Authors: López-Janeiro, Álvaro; Ruz-Caracuel, Ignacio; Ramón-Patino, Jorge L.; De Los Ríos, Vivian De Los; Villalba Esparza, María Villalba; Berjón, Alberto; Yébenes, Laura; Hernández, Alicia; Masetto, Ivan; Kadioglu, Ece; Goubert, Virginie; Heredia-Soto, Victoria; Barderas, Rodrigo; Casal, José Ignacio; de Andrea, Carlos E.; Redondo, Andrés; Mendiola, Marta; Peláez-García, Alberto; Hardisson, David
Issue: Cancers (Basel). 2021 Feb 14;13(4):794.
Low-grade, early-stage endometrial carcinoma (EC) is the most frequent malignant tumor of the uterine corpus. However, the molecular alterations that underlie these tumors are far from being fully understood.

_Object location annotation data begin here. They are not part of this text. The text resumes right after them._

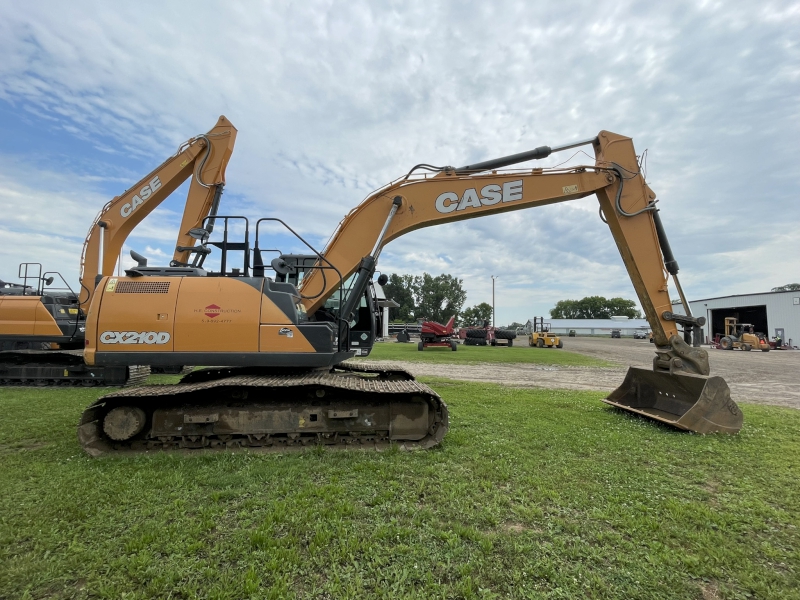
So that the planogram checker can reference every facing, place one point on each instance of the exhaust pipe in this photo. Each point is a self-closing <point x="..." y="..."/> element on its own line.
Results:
<point x="690" y="402"/>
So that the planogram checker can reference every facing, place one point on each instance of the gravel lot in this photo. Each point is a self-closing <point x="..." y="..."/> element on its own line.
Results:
<point x="757" y="377"/>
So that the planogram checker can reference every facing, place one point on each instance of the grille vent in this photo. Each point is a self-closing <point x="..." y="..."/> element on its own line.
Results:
<point x="142" y="287"/>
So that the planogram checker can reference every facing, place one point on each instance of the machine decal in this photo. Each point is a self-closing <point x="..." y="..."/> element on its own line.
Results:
<point x="214" y="311"/>
<point x="490" y="194"/>
<point x="139" y="198"/>
<point x="134" y="337"/>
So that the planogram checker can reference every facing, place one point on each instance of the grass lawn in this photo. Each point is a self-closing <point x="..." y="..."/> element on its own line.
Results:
<point x="485" y="354"/>
<point x="534" y="494"/>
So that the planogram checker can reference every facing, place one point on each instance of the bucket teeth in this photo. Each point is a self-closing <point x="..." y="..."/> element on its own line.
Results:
<point x="696" y="403"/>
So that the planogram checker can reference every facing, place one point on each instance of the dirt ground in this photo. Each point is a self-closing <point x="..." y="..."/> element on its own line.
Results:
<point x="757" y="377"/>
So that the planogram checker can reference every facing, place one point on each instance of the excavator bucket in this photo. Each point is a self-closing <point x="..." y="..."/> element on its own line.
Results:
<point x="692" y="402"/>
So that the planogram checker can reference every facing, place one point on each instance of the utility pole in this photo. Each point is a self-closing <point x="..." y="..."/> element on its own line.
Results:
<point x="493" y="278"/>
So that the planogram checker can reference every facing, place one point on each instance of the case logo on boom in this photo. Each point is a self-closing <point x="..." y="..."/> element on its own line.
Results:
<point x="139" y="198"/>
<point x="134" y="337"/>
<point x="490" y="195"/>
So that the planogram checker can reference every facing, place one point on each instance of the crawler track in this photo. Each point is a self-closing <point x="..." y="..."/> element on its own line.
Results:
<point x="354" y="405"/>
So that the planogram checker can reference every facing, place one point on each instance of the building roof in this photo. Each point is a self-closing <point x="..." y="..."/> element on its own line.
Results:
<point x="674" y="302"/>
<point x="596" y="323"/>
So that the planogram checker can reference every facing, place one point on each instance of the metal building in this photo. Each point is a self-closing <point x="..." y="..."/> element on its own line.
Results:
<point x="771" y="313"/>
<point x="594" y="326"/>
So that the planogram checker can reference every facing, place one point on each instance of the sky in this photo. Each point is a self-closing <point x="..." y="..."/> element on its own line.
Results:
<point x="334" y="99"/>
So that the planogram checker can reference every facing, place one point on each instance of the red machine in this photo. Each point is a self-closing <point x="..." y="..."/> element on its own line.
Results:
<point x="436" y="334"/>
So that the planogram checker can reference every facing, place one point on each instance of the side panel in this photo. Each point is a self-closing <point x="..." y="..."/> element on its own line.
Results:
<point x="45" y="322"/>
<point x="17" y="315"/>
<point x="217" y="314"/>
<point x="26" y="315"/>
<point x="283" y="338"/>
<point x="135" y="314"/>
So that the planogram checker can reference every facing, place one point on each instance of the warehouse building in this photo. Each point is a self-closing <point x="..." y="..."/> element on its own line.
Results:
<point x="770" y="313"/>
<point x="625" y="325"/>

The purpose of this study is to describe dysregulated molecular pathways from EC patients. Sixteen samples of tumor tissue and paired healthy controls were collected and both were subjected to mass spectrometry (MS)/MS proteomic analysis. Gene ontology and pathway analysis was performed to discover dysregulated pathways and/or proteins using different databases and bioinformatic tools. Dysregulated pathways were cross-validated in an independent external cohort. Cell signaling, immune response, and cell death-associated pathways were robustly identified. The SLIT/ROBO signaling pathway demonstrated dysregulation at the proteomic and transcriptomic level. Necroptosis and ferroptosis were cell death-associated processes aberrantly regulated, in addition to apoptosis. Immune response-associated pathways showed a dominance of innate immune responses. Tumor immune infiltrates measured by immunofluorescence demonstrated diverse lymphoid and myeloid populations. Our results suggest a role of SLIT/ROBO, necroptosis, and ferroptosis, as well as a prominent role of innate immune response in low-grade, early-stage EC. These results could guide future research in this group of tumors.